Trotz des erfolgreich abgeschlossenen Deals in der Wüste muss Walt allerdings sehr schnell lernen, dass seine Worte längst nicht mehr bei allen in seiner Umgebung wie Musik in den Ohren klingen. Mikes Abgang fasst Walt mehr oder weniger als Beleidigung auf. Bereits hier bahnt sich die spätere Konfrontation der beiden Figuren an. Es war schon immer Mike, der Walter den Spiegel vorgehalten hat, als er seine eigenen Fehler nicht erkennen wollte und als dieser sich weigert, sich bei Walt zu bedanken oder zu entschuldigen, muss Heisenberg in einer wirkungsvollen Einstellung bereits das Garagentor zwischen sich und seinem Ex-Partner bringen, um seiner inneren Wut nicht freien Lauf zu lassen. Trotzdem ist Mikes Verlassen der Operation einkalkuliert, schließlich werden dessen Aufgaben in Zukunft von der Crew aus Phoenix übernommen. Viel schlimmer trifft den Meth-Koch der Fakt, dass auch sein Sous-Chef endlich gelernt hat, durch dessen Netz von Lügen und Psychotricks zu sehen. Genau deshalb wirkt es so armselig, als Walter innerhalb von nur weniger Minuten versucht, Jesse mit Lob, Angeboten, Vorwürfen und schließlich Drohungen dazu zu bringen, weiterhin mit ihm zu arbeiten. Doch als dieser auf keines der Reizthemen mehr reagiert und den scheinbaren Puppenspieler perplex zurück lässt, hat dieser gleichzeitig auch einen großen Teil seiner Macht verloren.

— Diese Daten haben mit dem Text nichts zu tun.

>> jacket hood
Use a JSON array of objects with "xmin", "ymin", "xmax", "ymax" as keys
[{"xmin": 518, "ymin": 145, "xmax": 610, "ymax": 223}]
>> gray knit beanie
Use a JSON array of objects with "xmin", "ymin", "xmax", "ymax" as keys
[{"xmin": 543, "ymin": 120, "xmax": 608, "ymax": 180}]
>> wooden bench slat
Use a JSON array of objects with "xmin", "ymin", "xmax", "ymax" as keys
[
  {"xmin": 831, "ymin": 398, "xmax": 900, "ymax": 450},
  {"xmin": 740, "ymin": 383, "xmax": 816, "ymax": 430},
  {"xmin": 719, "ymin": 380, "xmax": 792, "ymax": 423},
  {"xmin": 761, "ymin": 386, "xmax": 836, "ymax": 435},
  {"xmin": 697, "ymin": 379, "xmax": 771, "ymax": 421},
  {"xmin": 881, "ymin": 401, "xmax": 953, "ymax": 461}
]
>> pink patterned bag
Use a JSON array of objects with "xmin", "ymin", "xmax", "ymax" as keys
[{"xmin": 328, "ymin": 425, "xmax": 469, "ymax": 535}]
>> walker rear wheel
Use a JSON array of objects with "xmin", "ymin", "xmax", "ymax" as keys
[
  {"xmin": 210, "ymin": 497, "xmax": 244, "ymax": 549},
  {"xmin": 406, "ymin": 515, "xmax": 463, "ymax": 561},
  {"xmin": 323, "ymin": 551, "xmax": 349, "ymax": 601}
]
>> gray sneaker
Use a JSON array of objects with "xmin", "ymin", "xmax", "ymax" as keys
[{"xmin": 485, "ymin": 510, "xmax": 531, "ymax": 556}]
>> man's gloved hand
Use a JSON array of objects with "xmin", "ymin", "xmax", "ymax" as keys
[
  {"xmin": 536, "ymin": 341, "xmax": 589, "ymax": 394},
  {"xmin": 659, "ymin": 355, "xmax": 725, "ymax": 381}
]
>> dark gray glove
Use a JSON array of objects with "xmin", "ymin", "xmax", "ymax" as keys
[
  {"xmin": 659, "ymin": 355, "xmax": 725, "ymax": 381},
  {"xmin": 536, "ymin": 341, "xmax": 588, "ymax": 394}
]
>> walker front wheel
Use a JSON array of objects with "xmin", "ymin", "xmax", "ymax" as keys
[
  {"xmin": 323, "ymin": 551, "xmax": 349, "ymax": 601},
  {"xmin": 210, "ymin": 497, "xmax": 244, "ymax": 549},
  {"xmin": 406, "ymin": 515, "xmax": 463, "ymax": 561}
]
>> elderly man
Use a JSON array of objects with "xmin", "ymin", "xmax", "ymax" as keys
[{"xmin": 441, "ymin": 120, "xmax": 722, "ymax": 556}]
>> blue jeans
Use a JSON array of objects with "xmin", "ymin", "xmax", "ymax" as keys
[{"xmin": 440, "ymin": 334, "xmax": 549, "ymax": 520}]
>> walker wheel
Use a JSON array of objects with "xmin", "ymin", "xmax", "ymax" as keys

Als Walter merkt, dass er mit Todd zwar einen nicht sonderlich fähigen, aber dafür extrem loyalen neuen Partner gefunden hat, sinkt sein Frustlevel zwar kurzzeitig, nur um in der finalen Konfrontation der Folge gefährliche Höhen zu erreichen. Ausgerechnet Mike, dem Profi, dem Aussteiger, dem es in einer herzzereissenden Szene tragischerweise verwehrt bleibt, sich von seiner Enkelin zu verabschieden, platzt der Kragen und er macht den größenwahnsinnigen Walter zurecht für seine aktuelle Misere verantwortlich. Für einen kurzen Moment wirk Walt völlig impotent, wie er da so steht, ohne Tasche, ohne Namen von Mikes Mitarbeitern, nur mit Vorwürfen, die auf ihm lasten (genau wie zuvor mit Jesse). Und wieder einmal trifft er eine fatale Entscheidung, nur um sie diesmal nach gleich nach einigen Sekunden zu bereuen. Als ihm Lydia einfällt, die ebenfalls die Namen besagter Personen kennt, funktioniert Walt Rationalisierungstaktik plötzlich nicht mehr. Von einen auf den anderen Moment kommt in dieser Szene auch wieder der alte, unsichere Walter White durch, der sich sogar für seine Tat entschuldigt. Walts Realiserung gemeinsam mit der beeindruckenden Landschaft verleihen Mikes Tod letztendlich eine ambivalente, fast Shakespeare’sche Dimension. Jonathan Banks als Mike Ehrmanntraut (RIP) – mein zweiter Emmy Kandidat für dieses Jahr.

Familienbeziehungen
Wenig neues an der Skyler-Front. Walts noch Ehefrau (Anna Gunn) schlürft weiterhin in aller Seelenruhe ihren Wein und lässt sich beim Abendessen nicht von Walts Smalltalk-Taktik beeindrucken. Aber was hat dieser kurze Blickwechsel zwischen Jesse und Miss White in der Waschanlage zu bedeuten? Könnte sich nach dem Abgang von Mike hier eine neue Anti-Heisenberg-Allianz formieren? Rachefantasien gegenüber Walt dürften sowohl Skyler als auch Jesse zu genüge gesammelt haben.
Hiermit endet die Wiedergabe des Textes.